I'm trying to use TensorFlow Probability to learn the alpha and beta parameters of a beta distribution. I can't get it to work for some reason - the loss is all NaN values. Here's what I have:
from scipy.stats import beta
import pandas as pd
import matplotlib.pyplot as plt
import tensorflow as tf
import tensorflow_probability as tfp
tfd = tfp.distributions
beta_sample_data = beta1 = beta.rvs(5,5,size=1000)
beta_train = tfd.Beta(concentration1=tf.Variable(1.,name='alpha'),concentration0=tf.Variable(1.,name='beta'),name='beta_train')
def nll(x_train,distribution):
return -tf.reduce_mean(distribution.log_prob(x_train))

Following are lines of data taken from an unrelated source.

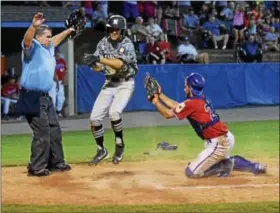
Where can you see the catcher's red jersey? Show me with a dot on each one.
(9, 89)
(201, 114)
(60, 68)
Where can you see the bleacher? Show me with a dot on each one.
(59, 14)
(25, 13)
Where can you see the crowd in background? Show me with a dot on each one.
(173, 31)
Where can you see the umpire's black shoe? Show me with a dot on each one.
(62, 167)
(39, 173)
(118, 154)
(100, 155)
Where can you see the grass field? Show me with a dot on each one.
(253, 139)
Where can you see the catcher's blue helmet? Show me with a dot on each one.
(196, 82)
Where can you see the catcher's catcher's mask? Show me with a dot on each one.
(116, 22)
(196, 83)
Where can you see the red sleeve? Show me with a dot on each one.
(65, 65)
(183, 110)
(5, 89)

# Define a function to compute the loss and gradients
@tf.function
def get_loss_and_grads(x_train,distribution):
with tf.GradientTape() as tape:
tape.watch(distribution.trainable_variables)
loss = nll(x_train, distribution)
grads = tape.gradient(loss,distribution.trainable_variables)
return loss,grads
def beta_dist_optimisation(data, distribution):
# Keep results for plotting
train_loss_results = []
train_rate_results = []
optimizer = tf.keras.optimizers.SGD(learning_rate=0.005)
num_steps = 10
for i in range(num_steps):
loss,grads = get_loss_and_grads(data,distribution)
print(loss,grads)
optimizer.apply_gradients(zip(grads,distribution.trainable_variables))
alpha_value = distribution.concentration1.value()
beta_value = distribution.concentration0.value()
train_loss_results.append(loss)
train_rate_results.append((alpha_value,beta_value))
print("Step {:03d}: Loss: {:.3f}: Alpha: {:.3f} Beta: {:.3f}".format(i,loss,alpha_value,beta_value))
return train_loss_results, train_rate_results
sample_data = tf.cast(beta_sample_data, tf.float32)
train_loss_results, train_rate_results = beta_dist_optimisation(sample_data,beta_train)
I'm trying to use maximum likelihood to learn the alpha and beta parameters of 5,5.
You need to constrain the variables to be positive before using them. Otherwise gradient steps may take them negative and give nans. You can just call softplus on them before passing in. You could also check out tfp.util.TransformedVariable. It should have some examples in the docs.